Note: “IN Interface” in packet capture in case of a SD-WAN failover is reflected incorrectly in web admin. This is a known issue and only cosmetical.
SFOS will automatically fail back to the old VPN connection if the WAN1 comes back online. The source port is still unchanged.
Third Party VPN
Connecting to a Third Party can vary based on the product used and how much influence one has on the tunnel. Often a customer just gets a rule set of policies to use.

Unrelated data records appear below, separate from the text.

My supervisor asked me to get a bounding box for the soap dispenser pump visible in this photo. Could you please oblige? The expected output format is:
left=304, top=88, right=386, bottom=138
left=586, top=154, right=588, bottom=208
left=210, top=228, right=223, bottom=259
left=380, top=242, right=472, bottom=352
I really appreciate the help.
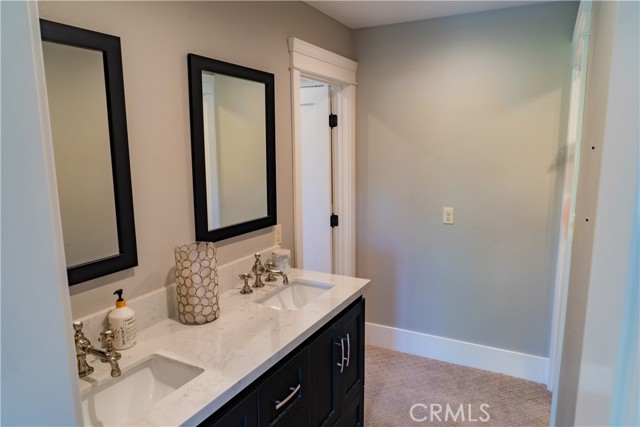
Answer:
left=108, top=289, right=136, bottom=350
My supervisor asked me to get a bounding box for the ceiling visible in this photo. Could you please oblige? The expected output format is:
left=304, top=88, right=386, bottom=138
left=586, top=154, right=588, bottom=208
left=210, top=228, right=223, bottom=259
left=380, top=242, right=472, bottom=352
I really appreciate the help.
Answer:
left=306, top=0, right=544, bottom=29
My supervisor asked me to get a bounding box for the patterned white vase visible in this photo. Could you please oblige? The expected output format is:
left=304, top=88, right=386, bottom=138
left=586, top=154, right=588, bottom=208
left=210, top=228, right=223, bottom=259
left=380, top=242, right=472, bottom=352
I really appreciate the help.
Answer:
left=175, top=242, right=220, bottom=325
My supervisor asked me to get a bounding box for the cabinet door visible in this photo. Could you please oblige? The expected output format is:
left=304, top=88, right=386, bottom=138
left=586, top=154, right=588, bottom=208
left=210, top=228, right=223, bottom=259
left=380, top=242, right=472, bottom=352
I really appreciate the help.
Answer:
left=199, top=391, right=258, bottom=427
left=258, top=347, right=310, bottom=427
left=287, top=406, right=309, bottom=427
left=309, top=326, right=338, bottom=427
left=337, top=300, right=364, bottom=408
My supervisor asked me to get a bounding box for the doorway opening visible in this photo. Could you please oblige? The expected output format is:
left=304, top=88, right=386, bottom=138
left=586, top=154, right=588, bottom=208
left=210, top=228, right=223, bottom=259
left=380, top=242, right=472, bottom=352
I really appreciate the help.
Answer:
left=300, top=76, right=340, bottom=273
left=289, top=37, right=358, bottom=276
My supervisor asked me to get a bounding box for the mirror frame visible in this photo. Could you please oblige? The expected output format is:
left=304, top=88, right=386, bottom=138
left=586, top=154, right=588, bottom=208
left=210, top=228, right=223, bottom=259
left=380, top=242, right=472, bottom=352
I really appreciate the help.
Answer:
left=40, top=19, right=138, bottom=286
left=187, top=53, right=277, bottom=242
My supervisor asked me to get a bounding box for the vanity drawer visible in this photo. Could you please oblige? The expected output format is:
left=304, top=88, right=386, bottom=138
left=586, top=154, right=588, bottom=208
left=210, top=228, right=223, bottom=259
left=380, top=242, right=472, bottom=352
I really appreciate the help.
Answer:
left=258, top=348, right=309, bottom=427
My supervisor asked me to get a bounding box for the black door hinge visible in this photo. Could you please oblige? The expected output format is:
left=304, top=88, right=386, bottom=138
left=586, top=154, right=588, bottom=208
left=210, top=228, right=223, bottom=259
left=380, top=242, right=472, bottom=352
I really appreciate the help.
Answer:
left=329, top=114, right=338, bottom=129
left=329, top=214, right=338, bottom=228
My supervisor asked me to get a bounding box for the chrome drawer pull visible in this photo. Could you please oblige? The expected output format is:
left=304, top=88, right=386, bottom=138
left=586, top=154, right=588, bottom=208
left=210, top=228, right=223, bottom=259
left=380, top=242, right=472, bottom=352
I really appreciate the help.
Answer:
left=347, top=334, right=351, bottom=368
left=336, top=338, right=345, bottom=373
left=276, top=384, right=302, bottom=411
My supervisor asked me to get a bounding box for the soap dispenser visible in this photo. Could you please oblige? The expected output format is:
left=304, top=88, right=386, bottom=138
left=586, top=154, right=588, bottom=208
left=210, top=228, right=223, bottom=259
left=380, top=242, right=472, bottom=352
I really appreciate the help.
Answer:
left=108, top=289, right=136, bottom=350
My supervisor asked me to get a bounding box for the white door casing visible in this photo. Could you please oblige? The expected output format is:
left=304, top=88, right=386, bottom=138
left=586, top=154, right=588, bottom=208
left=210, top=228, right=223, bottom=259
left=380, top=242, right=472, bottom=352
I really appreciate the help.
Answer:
left=547, top=1, right=591, bottom=394
left=288, top=37, right=358, bottom=276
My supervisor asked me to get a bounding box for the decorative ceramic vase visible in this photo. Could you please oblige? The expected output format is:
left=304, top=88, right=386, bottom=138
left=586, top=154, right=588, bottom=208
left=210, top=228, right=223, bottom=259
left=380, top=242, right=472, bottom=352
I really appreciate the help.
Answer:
left=175, top=242, right=220, bottom=325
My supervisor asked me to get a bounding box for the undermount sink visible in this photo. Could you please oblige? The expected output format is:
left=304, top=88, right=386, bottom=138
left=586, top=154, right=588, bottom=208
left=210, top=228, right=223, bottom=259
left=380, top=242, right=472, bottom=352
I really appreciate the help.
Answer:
left=254, top=279, right=333, bottom=310
left=82, top=354, right=204, bottom=426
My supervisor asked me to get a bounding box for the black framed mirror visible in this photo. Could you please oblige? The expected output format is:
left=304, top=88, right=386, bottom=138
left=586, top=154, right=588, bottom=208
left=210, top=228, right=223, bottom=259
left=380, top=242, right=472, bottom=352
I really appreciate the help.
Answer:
left=40, top=20, right=138, bottom=285
left=187, top=54, right=276, bottom=242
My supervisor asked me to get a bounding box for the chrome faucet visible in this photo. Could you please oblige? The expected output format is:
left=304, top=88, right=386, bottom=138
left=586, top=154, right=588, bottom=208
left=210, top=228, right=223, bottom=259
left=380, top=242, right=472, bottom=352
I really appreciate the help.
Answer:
left=73, top=322, right=122, bottom=378
left=264, top=261, right=289, bottom=285
left=251, top=254, right=264, bottom=288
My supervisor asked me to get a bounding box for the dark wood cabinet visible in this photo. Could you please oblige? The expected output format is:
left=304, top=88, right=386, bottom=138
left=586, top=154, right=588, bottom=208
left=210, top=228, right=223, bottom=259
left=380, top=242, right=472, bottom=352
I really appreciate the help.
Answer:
left=258, top=347, right=309, bottom=427
left=200, top=391, right=258, bottom=427
left=200, top=298, right=364, bottom=427
left=336, top=301, right=364, bottom=408
left=309, top=300, right=364, bottom=427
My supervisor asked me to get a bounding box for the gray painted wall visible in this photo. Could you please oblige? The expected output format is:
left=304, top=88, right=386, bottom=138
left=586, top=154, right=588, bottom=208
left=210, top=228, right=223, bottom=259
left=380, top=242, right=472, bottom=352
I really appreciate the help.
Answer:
left=354, top=3, right=577, bottom=356
left=38, top=1, right=353, bottom=318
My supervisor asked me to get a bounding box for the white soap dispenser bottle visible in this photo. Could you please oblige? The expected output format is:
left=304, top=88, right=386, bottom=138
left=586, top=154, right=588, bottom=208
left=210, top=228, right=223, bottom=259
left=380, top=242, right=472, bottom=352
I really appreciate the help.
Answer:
left=108, top=289, right=136, bottom=350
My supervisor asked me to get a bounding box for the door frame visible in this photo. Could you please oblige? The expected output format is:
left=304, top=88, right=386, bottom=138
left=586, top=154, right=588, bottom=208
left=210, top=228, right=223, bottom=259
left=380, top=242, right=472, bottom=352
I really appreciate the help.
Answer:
left=547, top=0, right=591, bottom=392
left=288, top=37, right=358, bottom=276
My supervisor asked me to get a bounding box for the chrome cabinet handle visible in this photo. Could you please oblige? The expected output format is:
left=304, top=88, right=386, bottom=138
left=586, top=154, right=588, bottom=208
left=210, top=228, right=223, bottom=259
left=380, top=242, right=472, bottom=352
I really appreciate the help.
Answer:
left=276, top=384, right=302, bottom=411
left=347, top=334, right=351, bottom=368
left=336, top=338, right=345, bottom=373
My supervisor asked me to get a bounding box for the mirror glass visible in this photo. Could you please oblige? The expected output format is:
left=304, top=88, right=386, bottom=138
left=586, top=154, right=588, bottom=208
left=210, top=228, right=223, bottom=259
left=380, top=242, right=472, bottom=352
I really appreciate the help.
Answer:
left=188, top=54, right=276, bottom=241
left=42, top=42, right=118, bottom=267
left=40, top=20, right=138, bottom=285
left=202, top=71, right=267, bottom=230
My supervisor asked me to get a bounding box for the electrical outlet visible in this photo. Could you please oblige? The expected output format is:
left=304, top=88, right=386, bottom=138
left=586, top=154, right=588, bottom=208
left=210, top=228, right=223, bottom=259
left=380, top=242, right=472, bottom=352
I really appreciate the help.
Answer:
left=442, top=207, right=453, bottom=224
left=273, top=224, right=282, bottom=245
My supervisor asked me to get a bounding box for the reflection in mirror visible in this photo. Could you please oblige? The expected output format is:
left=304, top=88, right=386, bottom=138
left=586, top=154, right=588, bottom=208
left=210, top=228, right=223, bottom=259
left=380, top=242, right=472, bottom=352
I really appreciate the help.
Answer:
left=40, top=20, right=138, bottom=285
left=42, top=42, right=118, bottom=267
left=188, top=54, right=276, bottom=242
left=202, top=71, right=267, bottom=230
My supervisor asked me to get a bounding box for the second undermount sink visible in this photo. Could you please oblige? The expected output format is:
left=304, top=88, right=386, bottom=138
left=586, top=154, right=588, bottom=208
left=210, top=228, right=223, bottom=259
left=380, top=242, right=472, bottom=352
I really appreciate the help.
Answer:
left=254, top=279, right=333, bottom=310
left=82, top=354, right=204, bottom=426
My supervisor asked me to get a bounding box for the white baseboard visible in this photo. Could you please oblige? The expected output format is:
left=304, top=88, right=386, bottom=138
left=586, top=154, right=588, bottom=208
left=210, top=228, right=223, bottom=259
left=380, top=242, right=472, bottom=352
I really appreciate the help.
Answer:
left=365, top=322, right=549, bottom=384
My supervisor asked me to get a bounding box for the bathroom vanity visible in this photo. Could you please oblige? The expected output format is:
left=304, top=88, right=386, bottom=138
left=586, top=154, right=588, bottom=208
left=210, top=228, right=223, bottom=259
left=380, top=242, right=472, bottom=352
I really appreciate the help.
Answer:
left=80, top=269, right=369, bottom=427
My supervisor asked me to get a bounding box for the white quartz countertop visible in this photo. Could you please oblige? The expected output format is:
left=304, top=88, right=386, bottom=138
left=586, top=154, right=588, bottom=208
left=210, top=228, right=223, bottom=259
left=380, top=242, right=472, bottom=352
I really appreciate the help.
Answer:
left=80, top=269, right=369, bottom=426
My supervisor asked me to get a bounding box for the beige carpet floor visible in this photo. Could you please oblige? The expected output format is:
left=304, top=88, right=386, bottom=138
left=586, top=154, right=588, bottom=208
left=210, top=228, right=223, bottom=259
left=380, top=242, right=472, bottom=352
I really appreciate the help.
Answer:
left=364, top=346, right=551, bottom=427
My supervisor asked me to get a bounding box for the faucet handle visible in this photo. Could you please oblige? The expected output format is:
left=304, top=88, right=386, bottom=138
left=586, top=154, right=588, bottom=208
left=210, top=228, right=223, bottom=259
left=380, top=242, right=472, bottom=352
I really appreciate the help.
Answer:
left=98, top=329, right=122, bottom=362
left=264, top=260, right=277, bottom=282
left=239, top=273, right=253, bottom=295
left=73, top=320, right=91, bottom=351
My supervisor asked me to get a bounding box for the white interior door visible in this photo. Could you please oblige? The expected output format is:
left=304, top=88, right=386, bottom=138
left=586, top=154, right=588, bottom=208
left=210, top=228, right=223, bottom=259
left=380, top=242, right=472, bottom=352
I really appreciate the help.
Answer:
left=299, top=80, right=333, bottom=273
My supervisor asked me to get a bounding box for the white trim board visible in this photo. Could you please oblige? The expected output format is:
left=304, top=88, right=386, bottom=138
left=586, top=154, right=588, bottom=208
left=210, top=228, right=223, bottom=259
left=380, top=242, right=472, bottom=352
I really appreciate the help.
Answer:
left=365, top=322, right=549, bottom=384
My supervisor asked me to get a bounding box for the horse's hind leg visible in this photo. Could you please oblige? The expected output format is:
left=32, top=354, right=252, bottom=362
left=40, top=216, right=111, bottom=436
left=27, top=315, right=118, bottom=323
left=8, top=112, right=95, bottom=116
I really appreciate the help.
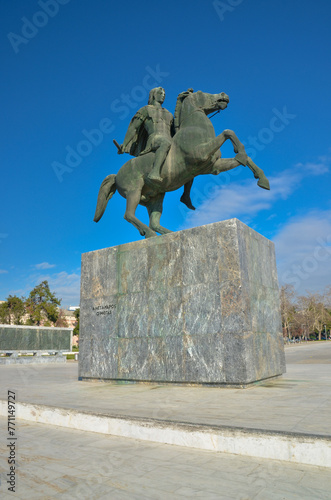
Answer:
left=147, top=194, right=172, bottom=234
left=124, top=189, right=156, bottom=238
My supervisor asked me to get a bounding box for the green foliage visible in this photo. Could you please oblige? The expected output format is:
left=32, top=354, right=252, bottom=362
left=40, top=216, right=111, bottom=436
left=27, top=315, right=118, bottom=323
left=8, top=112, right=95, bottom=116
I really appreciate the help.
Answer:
left=0, top=302, right=10, bottom=325
left=55, top=309, right=69, bottom=328
left=0, top=295, right=25, bottom=325
left=73, top=309, right=80, bottom=335
left=7, top=295, right=25, bottom=325
left=26, top=281, right=61, bottom=326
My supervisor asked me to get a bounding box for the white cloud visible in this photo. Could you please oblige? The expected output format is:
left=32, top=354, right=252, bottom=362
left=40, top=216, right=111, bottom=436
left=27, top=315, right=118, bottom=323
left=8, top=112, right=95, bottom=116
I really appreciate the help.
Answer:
left=180, top=154, right=331, bottom=229
left=33, top=262, right=55, bottom=269
left=296, top=155, right=331, bottom=175
left=273, top=210, right=331, bottom=294
left=181, top=170, right=302, bottom=229
left=36, top=271, right=80, bottom=307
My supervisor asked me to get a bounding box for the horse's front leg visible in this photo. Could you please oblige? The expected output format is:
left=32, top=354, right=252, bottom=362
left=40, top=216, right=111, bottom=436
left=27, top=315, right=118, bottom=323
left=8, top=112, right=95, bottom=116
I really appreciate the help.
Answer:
left=210, top=155, right=270, bottom=190
left=193, top=130, right=248, bottom=165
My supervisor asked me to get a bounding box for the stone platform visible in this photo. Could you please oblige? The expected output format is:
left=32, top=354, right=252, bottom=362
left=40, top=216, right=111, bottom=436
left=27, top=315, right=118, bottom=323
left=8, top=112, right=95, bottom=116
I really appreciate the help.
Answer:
left=0, top=342, right=331, bottom=468
left=79, top=219, right=285, bottom=386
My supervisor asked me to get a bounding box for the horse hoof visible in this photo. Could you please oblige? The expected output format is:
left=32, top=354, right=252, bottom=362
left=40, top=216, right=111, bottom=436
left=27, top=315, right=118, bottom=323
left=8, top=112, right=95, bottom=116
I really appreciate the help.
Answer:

In our example, the Third Party requires us to NAT our network within the Tunnel (masquerade), and it offers a network range we want to reach. Additionally, we get a rule set of IPsec requirements to follow. This section is also in the Appendix.
We are building up the Tunnel with Site-to-Site Type (Policy Based) and initiate the connection.
In the Gateway Settings we must specify the Local and remote subnet.
Based on the requirements, we use “ThirdPartyNetwork” as stated by the ThirdParty and use the required Translated IP in Local Subnet. To reduce the complexity of this guide, we are not giving examples of those IPs.
We need to create a NAT Rule as well.
The NAT will translate every traffic going to the ThirdPartyNetwork and MASQ the traffic to the Translated IP.
As the last step, we need to generate an IPsec Route on the CLI for this destination network.
The command be: system ipsec_route add net <remote subnet> tunnelname <ipsec_tunnel>
system ipsec_route add net 192.168.3.0/255.255.255.0 tunnelname ThirdPartyTunnel
Note: You can use “TAB” for auto complete
The ThirdPartyRessource is now reachable for Wiesbaden. To make it reachable for Berlin/Hamburg, we need an additional SD-WAN Route.
This SD-WAN Route will route the traffic going to the ThirdPartyNetwork through Wiesbaden to the ThirdParty.
Scalability
Our guide reflects a smaller setup with 2 remote locations, and we want to review the options to scale this system to larger networks.
Steps to attach a new location
Creating a new location includes the following configuration steps:
- IPsec Tunnel on both Appliances
- IPsec XFRM Interfaces on both Appliances
- Gateways on both Appliances
- SD-WAN Profile on both Appliances
- SD-WAN Routes on both Appliances
Using SD-WAN Orchestration in Sophos Central
Sophos Central with the xStream Protection License supports the SD-WAN Orchestration and generates all points above for all managed appliances.
You'll find more Information here: Sophos Firewall: Managing Firewall and SD-WAN Orchestration
Dynamic Routing
In larger networks deployment, administrators might want to use dynamic Routing instead of SD-WAN routes. SD-WAN routes offer an easy way to deploy latency, jitter and packet loss measurement and routing decisions without the need of being experienced with the routing protocol itself. You may find more information about dynamic routing in the appendix.